The x,y and z are the three directions which are mutually perpendicular to each other, the particle A is in plane x-z and the particle B is in the plane y-z. The relative velocity is the difference between the velocities of the two bodies.

Formula used:
The relative velocity of the two particles is given by,
$\Rightarrow {v_B} - {v_A}$
Where the velocity of particle B is ${v_B}$ and the velocity of particle A is ${v_A}$ .

Complete step by step solution:
In this problem it is given that a particle ‘A’ is projected with velocity $4\sqrt 2 m{s^{ - 1}}$ making an angle $45^\circ$ to the horizontal. Particle B is projected at $5m{s^{ - 1}}$ an angle $\theta = {\tan ^{ - 1}}\left( {\dfrac{1}{3}} \right)$ to y axis in y-z plane then we need to find the velocity of B wrt A.
According to the condition the figure will be.

The velocity of particle A is ${v_A} = 4\hat i + 4\hat k$ and the velocity of particle B is equal to ${v_B} = 3\hat j + 4\hat k$ .
The relative velocity of the particle B with respect to particle A is equal to,
$\Rightarrow {v_B} - {v_A} = \left( {3\hat j + 4\hat k} \right) - \left( {4\hat i + 4\hat k} \right)$
$\Rightarrow {v_B} - {v_A} = 3\hat j + 4\hat k - 4\hat i - 4\hat k$
$\Rightarrow {v_B} - {v_A} = 3\hat j + 4\hat k - 4\hat i - 4\hat k$
$\Rightarrow {v_B} - {v_A} = 3\hat j - 4\hat i$
The magnitude of the velocity is equal to,
$\Rightarrow {v_B} - {v_A} = \sqrt {{3^2} + {4^2}}$
$\Rightarrow {v_B} - {v_A} = \sqrt {9 + 16}$
$\Rightarrow {v_B} - {v_A} = \sqrt {25}$
$\Rightarrow {v_B} - {v_A} = 5m{s^{ - 1}}$
Which means option A is correct. The magnitude of the acceleration will not change with time and therefore the option B is wrong.
The relative velocity is ${v_B} - {v_A} = 3\hat j - 4\hat i$ which means it is in the x-y plane, the option C is also correct. The angle of the initially equal to,
$\Rightarrow \theta = {\tan ^{ - 1}}\left( { - \dfrac{4}{3}} \right)$
As the angle is negative and therefore we add $\dfrac{\pi }{2}$ so the angle becomes $\theta + \dfrac{\pi }{2}$ , so the option D is correct.
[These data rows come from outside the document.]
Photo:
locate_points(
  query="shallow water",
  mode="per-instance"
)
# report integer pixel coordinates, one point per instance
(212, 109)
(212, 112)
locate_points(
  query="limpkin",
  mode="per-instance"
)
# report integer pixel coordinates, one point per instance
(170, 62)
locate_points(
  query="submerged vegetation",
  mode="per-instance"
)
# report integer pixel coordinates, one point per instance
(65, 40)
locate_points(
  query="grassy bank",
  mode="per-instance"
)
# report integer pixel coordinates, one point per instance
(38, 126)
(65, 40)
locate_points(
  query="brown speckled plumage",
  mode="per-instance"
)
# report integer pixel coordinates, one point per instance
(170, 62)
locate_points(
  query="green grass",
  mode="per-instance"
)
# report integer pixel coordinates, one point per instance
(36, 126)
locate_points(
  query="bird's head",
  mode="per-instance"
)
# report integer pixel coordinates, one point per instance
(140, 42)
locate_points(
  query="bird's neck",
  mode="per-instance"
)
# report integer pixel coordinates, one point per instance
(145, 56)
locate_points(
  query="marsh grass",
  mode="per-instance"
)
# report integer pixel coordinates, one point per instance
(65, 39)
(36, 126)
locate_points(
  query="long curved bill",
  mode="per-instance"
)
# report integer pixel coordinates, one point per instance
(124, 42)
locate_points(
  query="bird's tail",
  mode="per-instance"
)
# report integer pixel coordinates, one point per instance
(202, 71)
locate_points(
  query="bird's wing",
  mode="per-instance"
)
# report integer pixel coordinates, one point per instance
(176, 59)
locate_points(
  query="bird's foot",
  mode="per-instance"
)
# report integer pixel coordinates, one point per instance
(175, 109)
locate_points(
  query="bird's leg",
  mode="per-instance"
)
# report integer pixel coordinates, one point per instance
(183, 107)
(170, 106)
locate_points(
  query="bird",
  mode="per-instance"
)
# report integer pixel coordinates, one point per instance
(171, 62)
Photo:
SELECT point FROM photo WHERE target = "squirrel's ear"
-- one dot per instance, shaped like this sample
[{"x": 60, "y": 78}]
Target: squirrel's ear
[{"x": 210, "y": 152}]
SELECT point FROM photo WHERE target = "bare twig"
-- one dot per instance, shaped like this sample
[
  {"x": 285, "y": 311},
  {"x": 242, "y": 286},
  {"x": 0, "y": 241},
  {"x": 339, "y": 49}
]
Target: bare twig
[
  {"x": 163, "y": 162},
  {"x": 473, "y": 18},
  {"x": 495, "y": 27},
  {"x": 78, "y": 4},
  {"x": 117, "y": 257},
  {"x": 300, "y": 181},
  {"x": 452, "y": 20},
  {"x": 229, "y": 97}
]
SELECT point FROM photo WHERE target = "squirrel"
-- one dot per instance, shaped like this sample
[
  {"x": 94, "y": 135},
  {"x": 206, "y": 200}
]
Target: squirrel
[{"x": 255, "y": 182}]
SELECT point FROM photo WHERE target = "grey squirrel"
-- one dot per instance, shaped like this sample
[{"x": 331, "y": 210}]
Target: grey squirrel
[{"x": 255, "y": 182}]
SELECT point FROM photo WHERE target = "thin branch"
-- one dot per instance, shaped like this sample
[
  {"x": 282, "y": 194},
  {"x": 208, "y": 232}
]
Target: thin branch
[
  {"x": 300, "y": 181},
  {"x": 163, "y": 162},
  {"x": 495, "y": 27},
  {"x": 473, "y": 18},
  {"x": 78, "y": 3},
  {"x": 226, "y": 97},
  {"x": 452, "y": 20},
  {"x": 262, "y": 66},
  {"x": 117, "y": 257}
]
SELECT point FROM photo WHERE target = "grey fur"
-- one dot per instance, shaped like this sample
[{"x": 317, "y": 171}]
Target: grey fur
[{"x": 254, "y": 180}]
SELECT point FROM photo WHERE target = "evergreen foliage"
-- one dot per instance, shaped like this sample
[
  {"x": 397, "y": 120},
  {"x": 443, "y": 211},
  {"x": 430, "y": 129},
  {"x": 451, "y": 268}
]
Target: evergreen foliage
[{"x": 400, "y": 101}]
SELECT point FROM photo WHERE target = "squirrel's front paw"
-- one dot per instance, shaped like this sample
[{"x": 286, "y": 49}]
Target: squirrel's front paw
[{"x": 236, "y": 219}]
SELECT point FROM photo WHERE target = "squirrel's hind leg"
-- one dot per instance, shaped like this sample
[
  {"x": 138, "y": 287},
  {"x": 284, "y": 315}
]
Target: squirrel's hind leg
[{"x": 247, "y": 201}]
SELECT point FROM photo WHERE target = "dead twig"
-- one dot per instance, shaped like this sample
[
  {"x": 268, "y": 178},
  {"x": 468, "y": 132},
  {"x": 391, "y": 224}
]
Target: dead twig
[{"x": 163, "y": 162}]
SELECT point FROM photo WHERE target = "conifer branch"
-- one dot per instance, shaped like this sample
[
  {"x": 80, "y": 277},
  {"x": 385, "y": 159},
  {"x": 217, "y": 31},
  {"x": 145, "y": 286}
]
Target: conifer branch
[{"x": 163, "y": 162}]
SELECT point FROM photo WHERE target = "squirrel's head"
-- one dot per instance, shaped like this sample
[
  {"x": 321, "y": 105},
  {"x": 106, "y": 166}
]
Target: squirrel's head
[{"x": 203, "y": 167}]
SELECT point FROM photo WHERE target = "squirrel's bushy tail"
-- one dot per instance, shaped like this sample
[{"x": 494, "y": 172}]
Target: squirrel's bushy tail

The wrong option is option B, so the answer for this problem is option B.

Note: The students are advised to remember the formula of the relative velocity and also the diagram of the velocity of the particle A and particle B should be drawn very carefully as the answer is very dependent on the diagram.